The money is rolling in for this mob
GQG Partners Inc (ASX: GQG) shares have been going the opposite direction to IDP in recent weeks.
The investment management company has enjoyed an awesome 33% rise in its stock price since 9 November.
The ECP analysts attributed this to the flows of investment capital and a general bullishness in equity markets.
"GQG's business continues to perform to expectations, with consistent positive monthly net flows from higher fee channels and strong fund performance across all products on a rolling three-year time-frame."
The state of the business provides much assurance for long-term investors.
"This consistent alpha generation gives us confidence GQG can continue to sustain flows as it moves toward utilising its significant fund capacity."
A rejuvenated ASX 200 stock
Payments technology provider Block Inc CDI (ASX: SQ2) has returned with a vengeance to the winners' club after some ordinary stock performance since its ASX listing in early 2022.
Since the start of November, Block shares have gained a phenomenal 63%.
Although it is experiencing a 13% dip so far this year, the ECP team's faith is on show as the third largest holding in the portfolio.

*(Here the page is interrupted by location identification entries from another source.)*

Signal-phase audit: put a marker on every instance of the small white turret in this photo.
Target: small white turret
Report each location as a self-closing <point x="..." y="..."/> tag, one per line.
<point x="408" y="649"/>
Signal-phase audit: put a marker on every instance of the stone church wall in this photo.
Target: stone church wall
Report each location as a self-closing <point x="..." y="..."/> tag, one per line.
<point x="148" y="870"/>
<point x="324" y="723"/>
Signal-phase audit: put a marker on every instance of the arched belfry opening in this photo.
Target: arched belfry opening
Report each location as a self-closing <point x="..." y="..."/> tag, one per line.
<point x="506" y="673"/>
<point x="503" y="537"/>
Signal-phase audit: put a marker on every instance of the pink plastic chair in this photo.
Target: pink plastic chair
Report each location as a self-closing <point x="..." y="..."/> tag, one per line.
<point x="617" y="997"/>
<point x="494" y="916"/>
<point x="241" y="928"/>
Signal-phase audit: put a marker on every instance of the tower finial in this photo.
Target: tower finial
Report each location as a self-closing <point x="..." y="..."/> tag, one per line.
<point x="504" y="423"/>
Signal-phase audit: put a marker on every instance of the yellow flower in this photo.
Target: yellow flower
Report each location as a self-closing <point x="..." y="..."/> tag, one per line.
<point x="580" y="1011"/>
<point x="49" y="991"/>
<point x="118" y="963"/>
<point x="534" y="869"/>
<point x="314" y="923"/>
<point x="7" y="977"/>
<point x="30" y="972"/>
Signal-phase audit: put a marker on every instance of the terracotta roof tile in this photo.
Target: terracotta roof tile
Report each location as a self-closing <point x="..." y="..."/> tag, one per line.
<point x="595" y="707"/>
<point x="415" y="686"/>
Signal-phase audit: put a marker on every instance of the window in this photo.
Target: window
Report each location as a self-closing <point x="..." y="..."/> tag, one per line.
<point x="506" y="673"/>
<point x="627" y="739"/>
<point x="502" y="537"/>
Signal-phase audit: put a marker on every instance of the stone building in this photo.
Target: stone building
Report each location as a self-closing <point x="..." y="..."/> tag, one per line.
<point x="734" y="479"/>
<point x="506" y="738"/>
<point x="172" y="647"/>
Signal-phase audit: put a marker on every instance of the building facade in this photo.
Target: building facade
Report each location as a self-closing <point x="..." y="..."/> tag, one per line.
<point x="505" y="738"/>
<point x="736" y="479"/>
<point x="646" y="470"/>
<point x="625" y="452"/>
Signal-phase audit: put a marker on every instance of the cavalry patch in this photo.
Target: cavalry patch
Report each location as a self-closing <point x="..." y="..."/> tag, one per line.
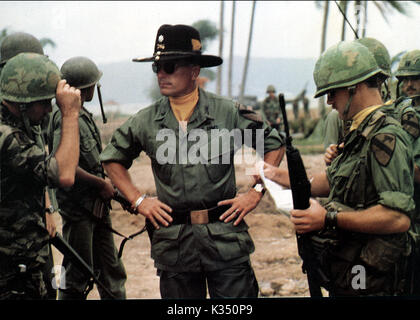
<point x="383" y="145"/>
<point x="410" y="123"/>
<point x="21" y="138"/>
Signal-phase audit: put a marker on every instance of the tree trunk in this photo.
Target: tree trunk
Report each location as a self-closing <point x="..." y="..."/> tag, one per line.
<point x="321" y="100"/>
<point x="357" y="7"/>
<point x="219" y="68"/>
<point x="241" y="95"/>
<point x="364" y="19"/>
<point x="343" y="5"/>
<point x="232" y="29"/>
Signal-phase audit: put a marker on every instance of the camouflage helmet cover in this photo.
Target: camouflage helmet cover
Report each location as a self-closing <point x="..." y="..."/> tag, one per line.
<point x="409" y="64"/>
<point x="16" y="43"/>
<point x="29" y="77"/>
<point x="80" y="72"/>
<point x="343" y="65"/>
<point x="380" y="53"/>
<point x="270" y="88"/>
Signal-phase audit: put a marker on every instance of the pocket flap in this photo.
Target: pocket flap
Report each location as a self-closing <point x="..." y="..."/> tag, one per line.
<point x="170" y="233"/>
<point x="223" y="228"/>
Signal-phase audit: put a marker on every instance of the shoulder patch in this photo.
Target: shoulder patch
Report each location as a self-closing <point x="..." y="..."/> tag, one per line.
<point x="382" y="146"/>
<point x="249" y="113"/>
<point x="410" y="123"/>
<point x="21" y="138"/>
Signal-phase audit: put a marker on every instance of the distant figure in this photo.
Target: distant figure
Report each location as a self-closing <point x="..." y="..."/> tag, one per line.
<point x="26" y="169"/>
<point x="84" y="207"/>
<point x="271" y="108"/>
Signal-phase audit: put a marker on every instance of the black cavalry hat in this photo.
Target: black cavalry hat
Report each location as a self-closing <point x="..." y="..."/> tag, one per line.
<point x="178" y="42"/>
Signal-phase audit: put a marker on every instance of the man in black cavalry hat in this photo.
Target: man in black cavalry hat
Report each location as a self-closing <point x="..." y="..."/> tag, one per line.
<point x="199" y="238"/>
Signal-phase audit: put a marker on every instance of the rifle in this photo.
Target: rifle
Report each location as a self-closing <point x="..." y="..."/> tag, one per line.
<point x="98" y="87"/>
<point x="63" y="246"/>
<point x="126" y="206"/>
<point x="301" y="192"/>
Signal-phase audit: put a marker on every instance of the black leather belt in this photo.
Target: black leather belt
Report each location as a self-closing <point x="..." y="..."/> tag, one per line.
<point x="198" y="216"/>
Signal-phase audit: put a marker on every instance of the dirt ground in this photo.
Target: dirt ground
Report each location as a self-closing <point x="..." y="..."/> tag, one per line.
<point x="276" y="262"/>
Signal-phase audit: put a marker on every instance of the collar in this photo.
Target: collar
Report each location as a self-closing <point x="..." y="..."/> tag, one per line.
<point x="199" y="115"/>
<point x="9" y="118"/>
<point x="184" y="106"/>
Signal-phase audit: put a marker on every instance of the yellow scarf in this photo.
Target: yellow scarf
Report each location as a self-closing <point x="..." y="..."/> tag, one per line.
<point x="361" y="115"/>
<point x="183" y="107"/>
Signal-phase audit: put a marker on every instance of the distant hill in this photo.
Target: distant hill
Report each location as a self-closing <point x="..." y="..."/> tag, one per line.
<point x="129" y="82"/>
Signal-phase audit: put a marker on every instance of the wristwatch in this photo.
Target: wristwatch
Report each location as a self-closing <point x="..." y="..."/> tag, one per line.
<point x="330" y="223"/>
<point x="50" y="210"/>
<point x="259" y="188"/>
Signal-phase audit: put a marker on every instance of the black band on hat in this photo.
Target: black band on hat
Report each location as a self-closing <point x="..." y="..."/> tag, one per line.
<point x="179" y="42"/>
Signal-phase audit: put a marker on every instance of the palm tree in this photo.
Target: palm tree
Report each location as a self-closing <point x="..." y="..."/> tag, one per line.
<point x="343" y="5"/>
<point x="251" y="27"/>
<point x="321" y="100"/>
<point x="232" y="29"/>
<point x="219" y="68"/>
<point x="44" y="41"/>
<point x="384" y="7"/>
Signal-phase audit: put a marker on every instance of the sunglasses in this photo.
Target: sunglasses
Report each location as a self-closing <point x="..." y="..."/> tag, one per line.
<point x="169" y="67"/>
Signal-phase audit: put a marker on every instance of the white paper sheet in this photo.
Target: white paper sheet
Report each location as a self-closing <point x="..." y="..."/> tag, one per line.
<point x="281" y="196"/>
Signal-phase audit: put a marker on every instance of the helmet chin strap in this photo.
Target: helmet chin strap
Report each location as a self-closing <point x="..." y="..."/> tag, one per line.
<point x="23" y="108"/>
<point x="352" y="91"/>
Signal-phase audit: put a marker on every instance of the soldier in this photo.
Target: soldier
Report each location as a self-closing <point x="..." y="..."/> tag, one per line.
<point x="84" y="207"/>
<point x="408" y="73"/>
<point x="362" y="230"/>
<point x="271" y="108"/>
<point x="399" y="109"/>
<point x="198" y="235"/>
<point x="28" y="82"/>
<point x="12" y="45"/>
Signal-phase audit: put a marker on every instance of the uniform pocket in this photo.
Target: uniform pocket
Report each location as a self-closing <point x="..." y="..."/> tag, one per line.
<point x="165" y="245"/>
<point x="231" y="242"/>
<point x="383" y="254"/>
<point x="89" y="154"/>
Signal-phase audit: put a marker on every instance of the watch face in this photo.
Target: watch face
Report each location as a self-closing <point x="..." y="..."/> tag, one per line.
<point x="258" y="187"/>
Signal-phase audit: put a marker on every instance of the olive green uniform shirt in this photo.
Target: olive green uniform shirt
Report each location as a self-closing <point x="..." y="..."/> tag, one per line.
<point x="25" y="170"/>
<point x="192" y="186"/>
<point x="78" y="201"/>
<point x="375" y="167"/>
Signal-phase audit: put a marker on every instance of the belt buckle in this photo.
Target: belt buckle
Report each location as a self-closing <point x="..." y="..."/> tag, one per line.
<point x="199" y="216"/>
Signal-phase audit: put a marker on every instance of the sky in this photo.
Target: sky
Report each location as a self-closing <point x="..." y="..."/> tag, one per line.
<point x="112" y="31"/>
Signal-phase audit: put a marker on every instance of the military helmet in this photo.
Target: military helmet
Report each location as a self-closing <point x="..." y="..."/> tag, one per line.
<point x="380" y="53"/>
<point x="270" y="88"/>
<point x="343" y="65"/>
<point x="16" y="43"/>
<point x="409" y="64"/>
<point x="80" y="72"/>
<point x="29" y="77"/>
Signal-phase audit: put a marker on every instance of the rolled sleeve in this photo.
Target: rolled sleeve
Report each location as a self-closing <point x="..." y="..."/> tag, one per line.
<point x="124" y="146"/>
<point x="394" y="181"/>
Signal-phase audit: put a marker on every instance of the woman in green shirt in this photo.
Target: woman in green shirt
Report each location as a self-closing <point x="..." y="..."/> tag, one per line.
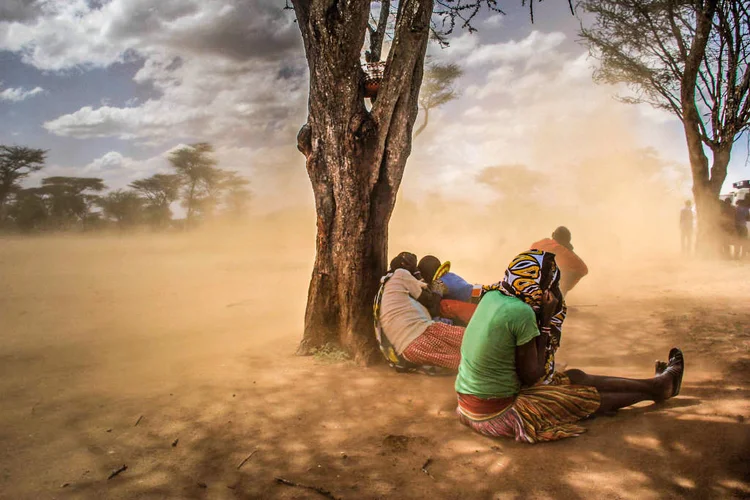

The company is back in the good books with investors because of its new attitude towards expenses and cash flow.
"Block Inc outperformed in December following the release of its 3Q23 result the month prior, which exceeded investor expectations with respect to future cost discipline, and strong messaging about internal personnel productivity," read the ECP memo.
"The result is an expectation of faster operating leverage to emerge across business units, with a plan to hit Block's 'rule of 40' in 2026."